The top U.S. diplomat to Taiwan said Friday the United States has a commitment to help the self-ruled island provide for its self-defense as tensions intensify between Taiwan and mainland China.

In her first news conference since taking her post in July, the de-facto U.S. ambassador to Taiwan, Sandra Oudkirk, said the U.S. continues to have a shared and abiding interest in peace and stability across the Taiwan Strait and throughout the region. She also said the U.S. is “deeply concerned by the ongoing efforts by China to undermine that stability.”

She said, “Our commitment to Taiwan is rock solid.”

The U.S. support for Taiwan comes as tensions between China and the island are now at the highest in decades, with Beijing stepping up its military harassment by flying fighter jets toward Taiwan.

Since 1979, the U.S. has adopted a “one China” policy, in which it diplomatically recognized Beijing as the only Chinese government. It is the reason there is no official U.S. embassy in Taiwan. At the same time, the U.S. did not recognize China’s sovereignty over Taiwan, as Beijing asserts, a point Oudkirk reiterated Friday.

She told reporters, “The United States has a commitment to help Taiwan provide for its self-defense … It’s a commitment we take very seriously.”

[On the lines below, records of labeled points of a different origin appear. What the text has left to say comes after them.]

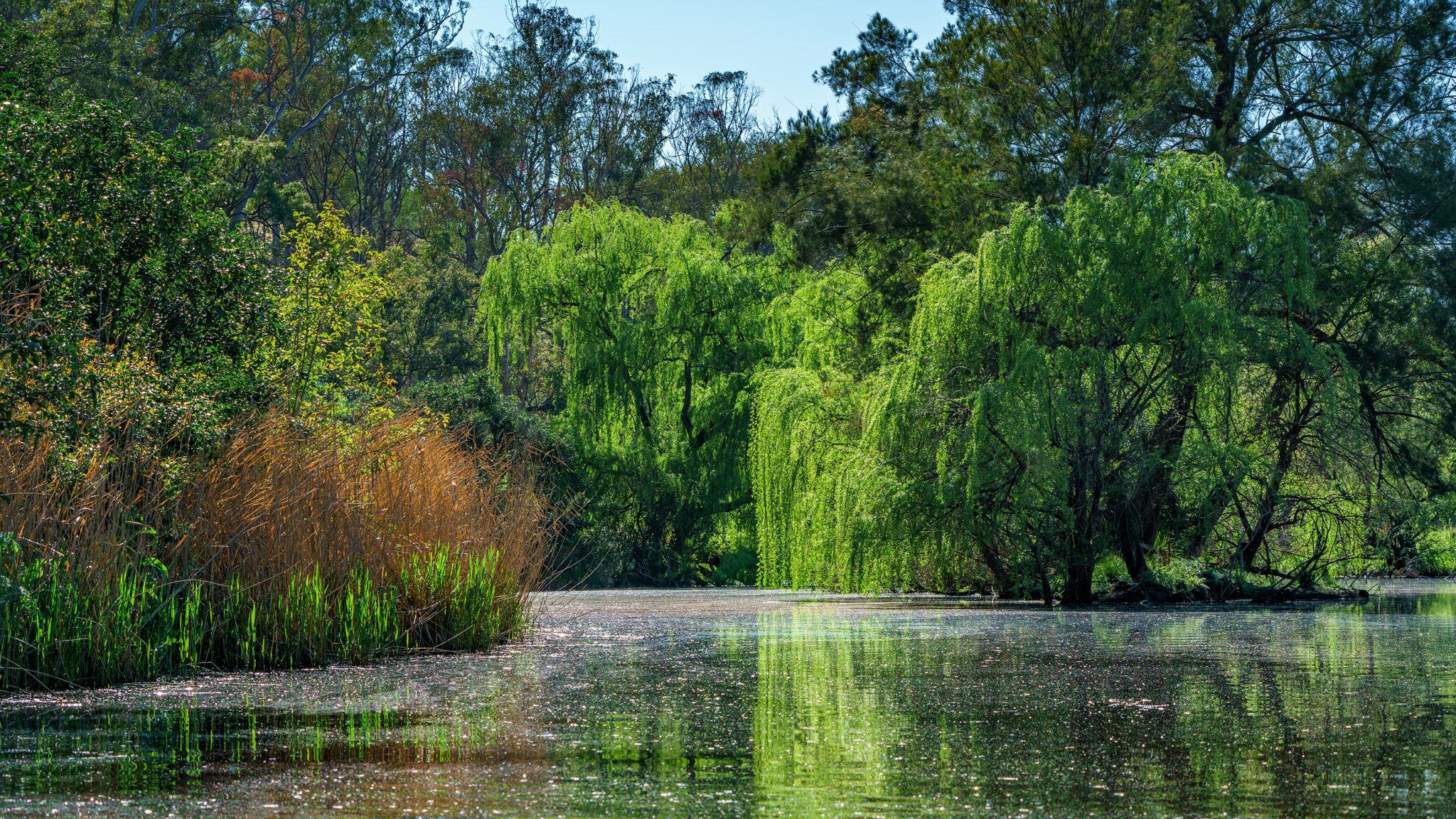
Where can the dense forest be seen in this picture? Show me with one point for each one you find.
(328, 318)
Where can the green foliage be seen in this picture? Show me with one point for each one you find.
(108, 240)
(328, 328)
(1081, 387)
(68, 626)
(646, 333)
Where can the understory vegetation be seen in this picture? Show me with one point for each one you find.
(325, 337)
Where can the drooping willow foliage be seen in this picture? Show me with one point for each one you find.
(641, 336)
(1152, 369)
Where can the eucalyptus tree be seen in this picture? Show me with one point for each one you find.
(641, 337)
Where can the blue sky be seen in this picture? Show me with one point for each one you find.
(778, 43)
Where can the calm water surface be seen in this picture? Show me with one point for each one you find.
(744, 703)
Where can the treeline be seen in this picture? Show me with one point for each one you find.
(1093, 299)
(1076, 299)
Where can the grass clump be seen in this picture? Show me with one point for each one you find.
(294, 545)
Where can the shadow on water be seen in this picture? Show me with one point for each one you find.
(718, 703)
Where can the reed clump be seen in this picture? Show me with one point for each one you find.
(296, 544)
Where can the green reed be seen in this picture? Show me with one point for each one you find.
(65, 624)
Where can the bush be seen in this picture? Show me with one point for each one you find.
(294, 545)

Oudkirk refused to comment or provide specifics on any security initiatives when asked about comments made Thursday by Taiwan’s president, Tsai Ing-wen, confirming a small number of U.S. troops are present in Taiwan to help with training.

She said the U.S. will “continue to advance global and regional goals of the Biden administration, including countering malign ((China)) influence, recovering from the devastating impacts of the pandemic and addressing the threat of climate change.” 


Some information for this report was provided by The Associated Press, Reuters, and Agence France-Presse.